El corazón del hombre siempre tiene ansias de plenitud, de perfección, de belleza, de verdad, de bien, de vida que solo alcanzaremos en Jesús
Hechos, 5,27-33; Sal
33; Juan
3, 31-36
‘El que cree en el
Hijo posee la vida eterna’.
Todo es una invitación a creer en Jesús, a poner toda nuestra fe en El.
El corazón del hombre siempre tiene ansias de plenitud,
de perfección, de belleza, de verdad, de bien, de vida. Pues toda esa plenitud
al tenemos en Jesús. En El hemos de poner toda nuestra fe. El nos alcanzará la
vida en plenitud, la vida eterna. ‘El que
cree en el Hijo posee la vida eterna’, que nos ha dicho hoy el evangelista.

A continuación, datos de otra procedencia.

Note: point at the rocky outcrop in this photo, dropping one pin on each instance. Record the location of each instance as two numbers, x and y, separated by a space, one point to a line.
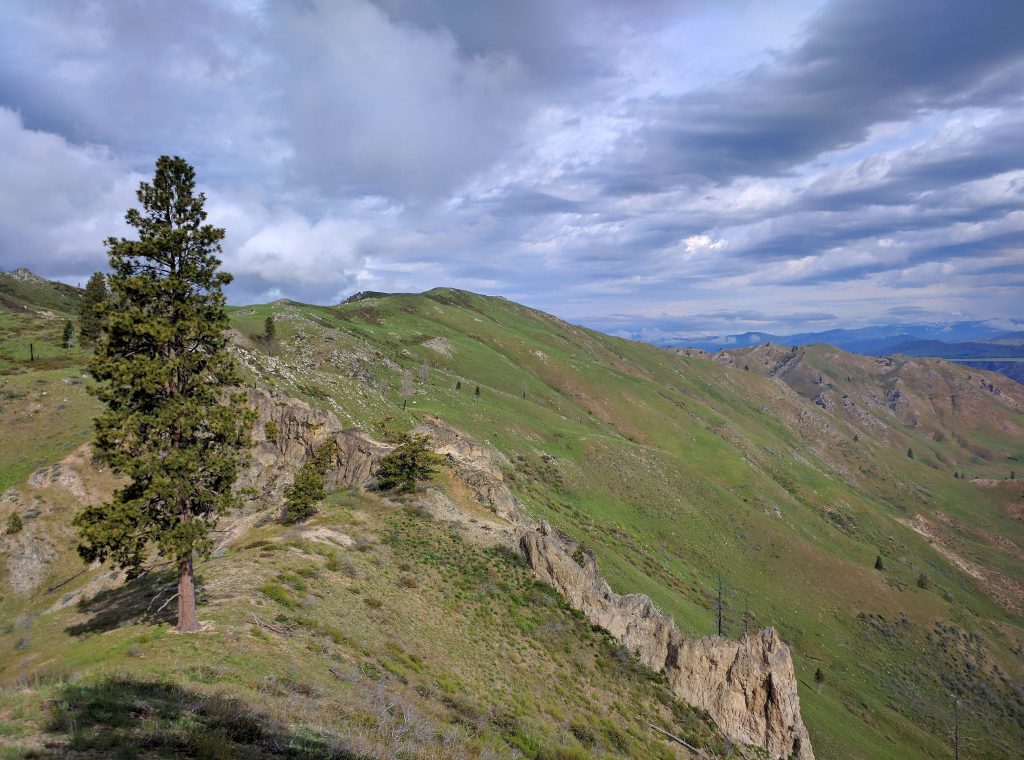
300 430
474 465
748 686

Por eso todo nuestro deseo ha de ser querer conocer a
Jesús, encontrarnos con Jesús para llenarnos de su vida. Como aquellos que nos cuenta
el evangelio que un día vinieron hasta los apóstoles para decirles que querían
conocer a Jesús. Pero conocerlo no es mirarlo de lejos, como si fuéramos unos
espectadores que nos contentamos con verlo pasar. Tenemos que abrirle las
puertas de nuestra casa, de nuestro corazón, dejar que Jesús entre en nosotros
para que se haga vida en nosotros, para que nos llene de su vida. Zaqueo estaba
queriendo contemplar a Jesús que pasaba desde lo alto de la higuera, pero Jesús
viene a decirle que eso no es suficiente; que está bien esa primera curiosidad,
pero es necesario algo más. Por eso Jesús le está diciendo que lo reciba en su
casa. Y su vida cambió.
Como tiene que cambiar nuestra vida cuando de verdad
nos encontramos con Jesús. Ya no podemos callar lo que hemos visto y oído, lo
que hemos experimentado. Como les decían los apóstoles a aquellos que querían
prohibirles hablar de Jesús. No podían callar. Allá en su conciencia estaban
sintiendo la voz de Dios que les enviaba a ser testigos y esa voz de Dios no la
podían desoír, ese mandato del Señor no lo podían desobedecer.
‘Nosotros somos
testigos’ dicen los
apóstoles ante el Sanedrín. El Espíritu de Jesús esta en nosotros, tenemos que
proclamar, tenemos que anunciar el nombre de Jesús como nuestro único Salvador.
‘El Dios de nuestros padres resucitó a
Jesús, a quien vosotros matasteis, colgándolo de un madero. La diestra de Dios
lo exaltó, haciéndolo jefe y salvador, para otorgarle a Israel la conversión
con el perdón de los pecados’.
Es lo que los apóstoles anuncian, es lo que nosotros
tenemos también que anunciar. Es algo que vivimos y tiene que reflejarse en
nuestra vida, en nuestras palabras, en todo lo que vayamos haciendo, porque la
fe un adorno cualquiera; la fe es lo que más profundamente da sentido a nuestra
vida. Por la fe en Jesús alcanzamos la vida eterna, como recordábamos al
principio.
El mundo que nos rodea necesita esos testigos que le
llenen de vida y de esperanza. Hay muchas negruras en el corazón del hombre que
solo en Cristo podrán desaparecer. Nos podemos quedar tranquilos con la luz
solo para nosotros, sino que con esa luz de Cristo tenemos que iluminar a los
demás, llenar de luz nuestro mundo. Podemos hacer un mundo mejor; Cristo está
con nosotros para que eso sea posible.
¿Cómo hacerlo? Cada uno mire allí donde está, donde
vive, de la gente de la que está rodeado y viendo las sombras trate siempre de
poner luz con su fe, con su amor, con su esperanza. Aunque parezca que no, al
final el mundo nos lo va a agradecer. De todas maneras tenemos la certeza de la
recompensa eterna, de la vida eterna para quienes creemos en Jesús.